We went on vacation, but the virus didn’t. Written on 22-07-2020.
There is no reason to wrap up this diary just yet. Corona seems to be returning. Better said: it had never left us. A Dutch publicist stated sharply that ‘we went on vacation, but corona didn’t’. Numbers of infections are on the rise once again. Virologists are apprehensive for a second wave. But I’m afraid that we are still riding on the the first wave. Did we cheer to soon?
I have to reckon that I was impatient too and went on a brief train getaway to Czechia, where the virus seemed non-existent. Meanwhile, my fellow countrymen are sunbathing in France and Croatia. Some of us take it a step further and are endangering themselves and others, as they deliberately squeeze themselves into packed airplanes heading to Greece and Spain. This striking turnaround in mindset denudes our fleeting values. Touristic ventures by airplane were thought utterly irresponsible just one month ago, until ‘experts’ praised the plane’s ventilation systems and deemed air-travel entirely safe. And of course, we nod our heads agreeably. But for only a few weeks, Corona didn’t dominate the headlines, and here we are.

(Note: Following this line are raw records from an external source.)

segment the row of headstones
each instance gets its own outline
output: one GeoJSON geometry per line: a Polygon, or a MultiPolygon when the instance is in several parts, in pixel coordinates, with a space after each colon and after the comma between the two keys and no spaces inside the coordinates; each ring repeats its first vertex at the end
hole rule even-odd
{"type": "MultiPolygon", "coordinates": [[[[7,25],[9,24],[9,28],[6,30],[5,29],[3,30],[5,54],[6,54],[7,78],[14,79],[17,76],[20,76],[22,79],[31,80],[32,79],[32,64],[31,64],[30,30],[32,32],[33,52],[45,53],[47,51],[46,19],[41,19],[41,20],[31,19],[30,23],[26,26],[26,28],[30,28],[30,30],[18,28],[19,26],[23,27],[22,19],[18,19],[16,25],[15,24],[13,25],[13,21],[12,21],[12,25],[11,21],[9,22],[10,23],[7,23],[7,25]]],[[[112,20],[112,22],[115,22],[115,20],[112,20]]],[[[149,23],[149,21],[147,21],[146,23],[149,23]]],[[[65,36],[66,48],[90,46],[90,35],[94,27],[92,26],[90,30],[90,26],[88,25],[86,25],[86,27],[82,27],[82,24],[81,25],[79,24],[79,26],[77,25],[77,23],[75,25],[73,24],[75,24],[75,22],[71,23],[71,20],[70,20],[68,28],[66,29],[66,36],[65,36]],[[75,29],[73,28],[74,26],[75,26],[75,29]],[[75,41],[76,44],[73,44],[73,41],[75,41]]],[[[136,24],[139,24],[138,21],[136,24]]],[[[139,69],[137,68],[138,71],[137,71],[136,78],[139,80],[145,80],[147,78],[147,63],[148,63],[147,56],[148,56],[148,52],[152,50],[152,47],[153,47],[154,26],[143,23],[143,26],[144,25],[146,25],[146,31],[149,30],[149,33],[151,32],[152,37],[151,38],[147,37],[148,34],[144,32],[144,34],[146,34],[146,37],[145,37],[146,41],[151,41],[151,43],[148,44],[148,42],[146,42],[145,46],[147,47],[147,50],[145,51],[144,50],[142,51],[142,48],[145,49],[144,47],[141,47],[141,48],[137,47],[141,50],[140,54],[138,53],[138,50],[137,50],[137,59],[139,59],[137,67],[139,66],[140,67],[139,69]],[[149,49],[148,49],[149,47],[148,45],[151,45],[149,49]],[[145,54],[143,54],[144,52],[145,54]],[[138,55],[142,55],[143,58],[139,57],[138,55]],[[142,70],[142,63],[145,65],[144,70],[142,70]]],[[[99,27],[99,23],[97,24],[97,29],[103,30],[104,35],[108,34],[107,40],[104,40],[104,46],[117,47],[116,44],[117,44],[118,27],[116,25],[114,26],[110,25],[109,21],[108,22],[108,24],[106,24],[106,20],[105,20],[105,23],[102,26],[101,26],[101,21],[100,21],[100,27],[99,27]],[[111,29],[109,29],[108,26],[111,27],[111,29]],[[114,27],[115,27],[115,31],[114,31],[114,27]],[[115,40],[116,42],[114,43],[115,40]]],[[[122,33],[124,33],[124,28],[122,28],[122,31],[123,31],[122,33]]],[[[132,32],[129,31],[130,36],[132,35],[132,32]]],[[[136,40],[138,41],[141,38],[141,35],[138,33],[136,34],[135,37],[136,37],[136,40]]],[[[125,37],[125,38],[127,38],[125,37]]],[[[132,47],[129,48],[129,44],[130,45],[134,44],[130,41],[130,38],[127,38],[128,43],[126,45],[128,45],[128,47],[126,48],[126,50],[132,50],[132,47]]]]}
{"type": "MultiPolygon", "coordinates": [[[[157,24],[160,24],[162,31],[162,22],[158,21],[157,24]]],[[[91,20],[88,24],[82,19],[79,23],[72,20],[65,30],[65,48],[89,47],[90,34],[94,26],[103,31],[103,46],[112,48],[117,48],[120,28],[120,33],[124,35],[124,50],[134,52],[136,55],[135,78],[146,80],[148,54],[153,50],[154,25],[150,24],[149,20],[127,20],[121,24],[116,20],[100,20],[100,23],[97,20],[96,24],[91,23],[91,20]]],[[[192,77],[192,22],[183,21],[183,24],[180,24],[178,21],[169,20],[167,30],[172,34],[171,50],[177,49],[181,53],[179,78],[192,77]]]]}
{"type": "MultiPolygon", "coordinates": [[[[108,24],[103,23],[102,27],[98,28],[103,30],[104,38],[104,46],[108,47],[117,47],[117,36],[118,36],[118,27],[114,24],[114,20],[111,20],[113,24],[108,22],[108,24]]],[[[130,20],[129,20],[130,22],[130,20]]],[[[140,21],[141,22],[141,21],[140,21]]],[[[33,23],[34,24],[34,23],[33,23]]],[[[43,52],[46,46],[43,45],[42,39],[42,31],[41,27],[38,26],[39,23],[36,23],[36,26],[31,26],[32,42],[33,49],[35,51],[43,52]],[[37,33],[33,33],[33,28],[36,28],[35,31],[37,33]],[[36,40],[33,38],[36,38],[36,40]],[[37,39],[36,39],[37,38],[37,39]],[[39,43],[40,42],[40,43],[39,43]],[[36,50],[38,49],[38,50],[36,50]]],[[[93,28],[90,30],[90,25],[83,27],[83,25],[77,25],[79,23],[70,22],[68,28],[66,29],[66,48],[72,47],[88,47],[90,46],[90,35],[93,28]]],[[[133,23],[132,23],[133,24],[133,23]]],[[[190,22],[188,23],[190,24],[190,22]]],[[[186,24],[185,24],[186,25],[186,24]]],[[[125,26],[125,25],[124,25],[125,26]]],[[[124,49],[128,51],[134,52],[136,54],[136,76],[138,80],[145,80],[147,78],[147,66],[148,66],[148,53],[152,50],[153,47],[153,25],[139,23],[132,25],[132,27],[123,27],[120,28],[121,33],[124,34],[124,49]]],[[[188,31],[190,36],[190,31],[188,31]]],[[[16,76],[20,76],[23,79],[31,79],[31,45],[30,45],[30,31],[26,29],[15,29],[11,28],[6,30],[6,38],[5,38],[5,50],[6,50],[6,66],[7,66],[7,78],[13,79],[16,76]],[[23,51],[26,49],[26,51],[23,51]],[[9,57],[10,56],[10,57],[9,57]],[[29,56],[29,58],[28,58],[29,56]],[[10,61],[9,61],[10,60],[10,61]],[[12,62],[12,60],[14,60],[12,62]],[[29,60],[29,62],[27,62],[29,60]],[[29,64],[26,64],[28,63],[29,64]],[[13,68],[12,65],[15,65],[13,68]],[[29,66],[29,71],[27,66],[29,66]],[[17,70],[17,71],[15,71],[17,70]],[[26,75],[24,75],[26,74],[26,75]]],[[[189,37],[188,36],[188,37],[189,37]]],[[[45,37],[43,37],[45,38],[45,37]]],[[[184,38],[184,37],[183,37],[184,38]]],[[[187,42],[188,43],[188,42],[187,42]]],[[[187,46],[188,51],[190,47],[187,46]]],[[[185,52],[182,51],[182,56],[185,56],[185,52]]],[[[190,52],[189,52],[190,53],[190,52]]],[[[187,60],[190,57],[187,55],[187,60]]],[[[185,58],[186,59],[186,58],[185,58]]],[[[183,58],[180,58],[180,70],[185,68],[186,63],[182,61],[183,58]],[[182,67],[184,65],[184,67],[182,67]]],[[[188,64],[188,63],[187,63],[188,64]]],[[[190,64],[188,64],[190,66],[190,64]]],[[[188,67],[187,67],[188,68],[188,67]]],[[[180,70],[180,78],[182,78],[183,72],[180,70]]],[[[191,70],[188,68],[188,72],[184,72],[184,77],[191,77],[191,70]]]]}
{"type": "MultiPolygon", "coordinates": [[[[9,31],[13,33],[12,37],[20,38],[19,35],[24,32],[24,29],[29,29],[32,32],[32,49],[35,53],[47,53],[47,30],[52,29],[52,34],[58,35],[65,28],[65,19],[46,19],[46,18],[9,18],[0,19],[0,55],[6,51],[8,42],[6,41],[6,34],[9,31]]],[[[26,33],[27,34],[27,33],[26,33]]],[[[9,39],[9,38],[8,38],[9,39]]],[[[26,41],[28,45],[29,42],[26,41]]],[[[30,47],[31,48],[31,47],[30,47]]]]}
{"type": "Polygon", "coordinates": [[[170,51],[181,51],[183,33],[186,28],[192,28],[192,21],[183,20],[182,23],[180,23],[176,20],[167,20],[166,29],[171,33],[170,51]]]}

Humanities and technocracy don’t run smoothly together, that much is certain. In the heydays of Corona, the health ministry was releasing death-reports on a daily basis, which were then conveyed to the masses by news channels. As cases dropped, the frequency of these reports downshifted along with it, eventually dropping towards a meagre one time a week. From an epidemio-technocratic perspective, this might have seemed logical. Less cases, less attention. But from a social psychological angle, that means walking a very slippery slope. For it should be clear that the contemporary mind is directed by whatever appears (and disappears) on the powerful outlets of mass media (individually customized by algorithms).
Our Dutch vacation exodus also reveals how we put our blind trust in the government’s choices and advice. Which is erroneous, since even the best informed governments are running behind the facts. Technocratic decision-making is reactionary at most. It doesn’t envisage an ideal or anticipates on future events. It is perpetually in need for the outcomes of earlier research, and perpetually too late to act wisely in the moment. Understandably, the government doesn’t quite know how to anticipate, for the virus is still a big mystery. What isn’t a mystery though, is that certain sectors of economy are losing money.
Likewise, it proved tempting for politicians to act based on what they know, rather than on what they don’t. We know the economy is suffering. Yet we don’t know how dangerous and recurrent the coronavirus actually is. So what do we do? We let economy run free again, because we ‘know’ the sorrows of economy. Yielding to the pressure, the Dutch government had given in to compelling demands to reopen bars, cafes and even prostitution. Economically constrained countries such as India and Brazil never even had the luxury to disobey economy’s impatience. Nonetheless, even the financially backed-up Netherlands have ultimately succumbed to the hasty consumer market.
Unfortunately, also the Dutch reopening of economy was not a philosophically wise -free spirited, independent- decision, it was simply kneeling before the unrelenting power we have attributed to our consumer economy. Virus or not, we need to start running on the money treadmill once again. The future will tell where this will lead to. But the passivity of citizens and the loss of common sense, merged with the unwise hastiness of governments are worrisome predictors.